Saturday, January 26, 2013

Not Our Most Intense Cold But It's Been A Nice Streak

Today's 29 degree high marks the fifth consecutive day of subfreezing high temperatures in Philadelphia and the fifth straight day of sub 30 degree weather.  In terms of freezing or subfreezing temperatures, it is the longest streak since January 2011 (seven days) but in terms of sub 30 degree weather, this is the longest streak since January 23rd-28th, 2004 (six days).  We haven't had as intense a cold as we did in 2011, when we dropped to 8 degrees on January 24th and the Lehigh Valley dropped below zero, but this is our lengthiest cold wave in a while.
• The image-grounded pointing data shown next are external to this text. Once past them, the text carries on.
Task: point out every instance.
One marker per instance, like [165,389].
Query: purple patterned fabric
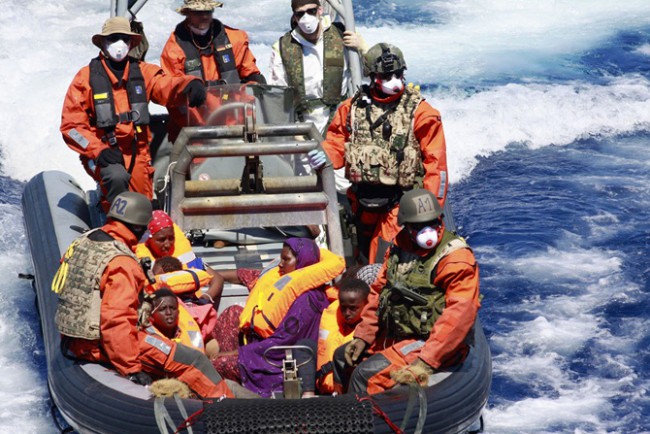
[305,250]
[302,321]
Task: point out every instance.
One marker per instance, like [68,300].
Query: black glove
[196,93]
[141,378]
[110,156]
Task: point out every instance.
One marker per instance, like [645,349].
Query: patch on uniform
[78,138]
[443,184]
[412,347]
[157,343]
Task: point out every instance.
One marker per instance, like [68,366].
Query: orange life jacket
[273,294]
[182,248]
[331,335]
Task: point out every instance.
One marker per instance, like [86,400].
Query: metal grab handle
[288,354]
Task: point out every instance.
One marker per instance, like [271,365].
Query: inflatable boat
[236,191]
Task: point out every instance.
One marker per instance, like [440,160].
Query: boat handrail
[228,204]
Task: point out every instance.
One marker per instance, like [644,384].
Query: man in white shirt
[310,58]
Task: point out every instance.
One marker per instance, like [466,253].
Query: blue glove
[316,158]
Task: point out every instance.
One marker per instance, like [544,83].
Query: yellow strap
[62,272]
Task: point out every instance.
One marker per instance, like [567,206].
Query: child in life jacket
[336,328]
[170,319]
[284,306]
[186,284]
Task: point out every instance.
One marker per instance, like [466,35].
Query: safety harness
[220,48]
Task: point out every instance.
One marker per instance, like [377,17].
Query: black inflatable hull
[95,400]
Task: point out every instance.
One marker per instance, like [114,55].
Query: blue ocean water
[546,108]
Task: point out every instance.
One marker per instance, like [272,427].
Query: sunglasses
[311,11]
[115,38]
[389,75]
[417,227]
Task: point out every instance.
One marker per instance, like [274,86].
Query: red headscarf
[160,220]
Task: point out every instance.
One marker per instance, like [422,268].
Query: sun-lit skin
[165,316]
[287,261]
[199,19]
[351,304]
[162,242]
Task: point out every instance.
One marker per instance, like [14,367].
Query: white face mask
[391,87]
[308,24]
[117,50]
[427,238]
[198,31]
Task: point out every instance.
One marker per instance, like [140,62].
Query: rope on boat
[415,391]
[381,413]
[164,420]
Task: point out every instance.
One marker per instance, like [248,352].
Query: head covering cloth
[198,5]
[160,220]
[116,26]
[305,250]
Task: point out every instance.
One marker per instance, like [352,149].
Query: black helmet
[418,206]
[383,58]
[130,207]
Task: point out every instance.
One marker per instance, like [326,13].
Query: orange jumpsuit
[457,274]
[427,129]
[130,350]
[82,136]
[172,60]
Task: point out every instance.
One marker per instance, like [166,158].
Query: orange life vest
[273,294]
[183,281]
[182,248]
[331,335]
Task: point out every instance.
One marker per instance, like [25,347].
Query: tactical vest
[382,148]
[410,304]
[273,294]
[102,89]
[333,64]
[78,310]
[220,48]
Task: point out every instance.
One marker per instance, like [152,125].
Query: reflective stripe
[412,347]
[157,343]
[443,184]
[196,338]
[78,138]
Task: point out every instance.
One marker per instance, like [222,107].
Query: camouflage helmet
[130,207]
[418,206]
[383,58]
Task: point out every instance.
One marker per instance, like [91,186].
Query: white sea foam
[23,392]
[537,353]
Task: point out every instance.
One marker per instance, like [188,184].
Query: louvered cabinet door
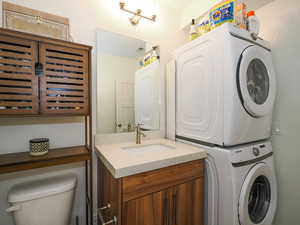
[64,85]
[18,83]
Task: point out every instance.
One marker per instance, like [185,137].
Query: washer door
[258,198]
[256,81]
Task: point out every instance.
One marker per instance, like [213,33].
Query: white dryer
[225,88]
[240,185]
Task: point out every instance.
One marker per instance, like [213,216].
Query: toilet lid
[41,188]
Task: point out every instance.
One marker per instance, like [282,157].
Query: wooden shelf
[13,162]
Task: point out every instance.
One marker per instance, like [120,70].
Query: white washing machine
[241,187]
[225,88]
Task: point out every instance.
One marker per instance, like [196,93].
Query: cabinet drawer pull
[113,221]
[107,206]
[166,216]
[175,208]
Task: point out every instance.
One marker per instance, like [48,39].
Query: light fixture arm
[138,13]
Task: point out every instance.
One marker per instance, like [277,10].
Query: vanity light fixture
[137,15]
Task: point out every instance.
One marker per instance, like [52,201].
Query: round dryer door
[258,197]
[256,81]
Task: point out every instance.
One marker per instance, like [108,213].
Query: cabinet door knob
[112,221]
[107,206]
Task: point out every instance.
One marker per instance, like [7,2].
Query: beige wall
[112,68]
[280,25]
[85,17]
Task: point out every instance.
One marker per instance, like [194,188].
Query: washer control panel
[250,152]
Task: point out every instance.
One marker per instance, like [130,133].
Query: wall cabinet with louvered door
[18,83]
[43,76]
[64,84]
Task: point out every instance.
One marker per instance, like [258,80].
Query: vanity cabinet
[43,76]
[169,196]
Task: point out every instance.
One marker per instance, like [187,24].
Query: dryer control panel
[250,152]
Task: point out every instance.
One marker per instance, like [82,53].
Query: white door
[124,106]
[198,91]
[258,197]
[257,84]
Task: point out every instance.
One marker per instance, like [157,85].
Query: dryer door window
[256,81]
[258,197]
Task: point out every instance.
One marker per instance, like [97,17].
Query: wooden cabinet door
[187,203]
[18,83]
[151,209]
[64,85]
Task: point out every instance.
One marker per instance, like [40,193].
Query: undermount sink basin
[152,148]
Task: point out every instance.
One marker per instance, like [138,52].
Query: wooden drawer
[149,182]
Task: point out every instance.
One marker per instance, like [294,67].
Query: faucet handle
[139,125]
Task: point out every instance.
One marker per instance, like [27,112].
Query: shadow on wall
[283,34]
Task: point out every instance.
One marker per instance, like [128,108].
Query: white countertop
[123,162]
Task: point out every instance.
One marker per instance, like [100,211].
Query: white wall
[112,68]
[85,17]
[280,25]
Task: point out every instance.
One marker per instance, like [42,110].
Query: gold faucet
[139,133]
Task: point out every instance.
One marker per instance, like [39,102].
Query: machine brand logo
[256,151]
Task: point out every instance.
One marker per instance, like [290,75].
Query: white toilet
[43,202]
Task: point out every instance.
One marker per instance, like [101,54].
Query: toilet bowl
[47,202]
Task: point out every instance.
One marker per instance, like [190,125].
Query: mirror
[128,84]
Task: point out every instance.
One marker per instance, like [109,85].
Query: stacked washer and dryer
[225,92]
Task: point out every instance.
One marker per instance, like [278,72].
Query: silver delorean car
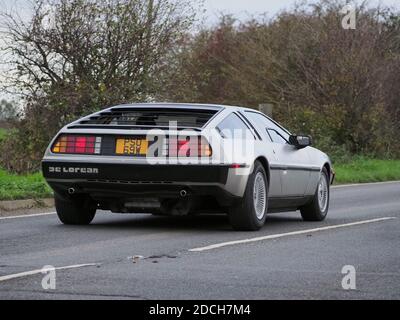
[179,159]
In playing with stats, you saw our "heat wave index" scale that we developed last summer to measure apples to apples on heat waves that occur in Philadelphia during the summer, measuring the progressive impact that heat can have on the body.  Cold doesn't quite work the same way -- you can dress for cold and layer up if you are in proper shelter and not out on the streets although there are other side effects that persistent cold weather can bring on the general public through increased susceptibility for viruses and so forth.  Of course, cold can impact homeless populations dramatically (as can heat) but you have fewer deaths from cold snaps than you do from heat waves, in general.  So, measuring a progressive impact of cold is a bit different than measuring heat.   That said, having had some "fun with stats" moments on a Saturday evening, I've come up with a bit of quick and dirty scale to measure cold wave impact.

An average temperature of 25 between the high and the low is seven degrees below our coldest average temperature in Philadelphia and a pretty reasonable benchmark for what is considered rather cold.  It's akin to what 90 degree days are in the summer although the standard for 90 in July compared to average is rather light.   For the sake of cold arguments, any day where an average temperature is 25 or below is a "cold plus" day.  You can call it arctic, brutal, bitter, biting, nasty, a pain in the's colder than usual.

Last winter featured two such days where the average fell below 25.  This winter is already at five (our streak).  This is the longest streak of "cold plus" since 2007 when we went six days in a row with an average daily temperature of 25 or below.  The longest streak in the last 15 years was back in January 2004 -- ten straight days where the average daily temperature was below 25.

In terms of days each winter where our average temperature drops below 25, we historically average 14.7 days per year going back to 1874.  Since 1981, the average is 12.3 days through 2010.  We still have a ways to go to get to "average" and given a general warming trend in our climate...and the concrete "heat" helping prevent a complete bottoming out in temperature, the trend may be for fewer such days in the years to come.  They will never go away but they may decrease in frequency...which makes streaks like this one worth noting.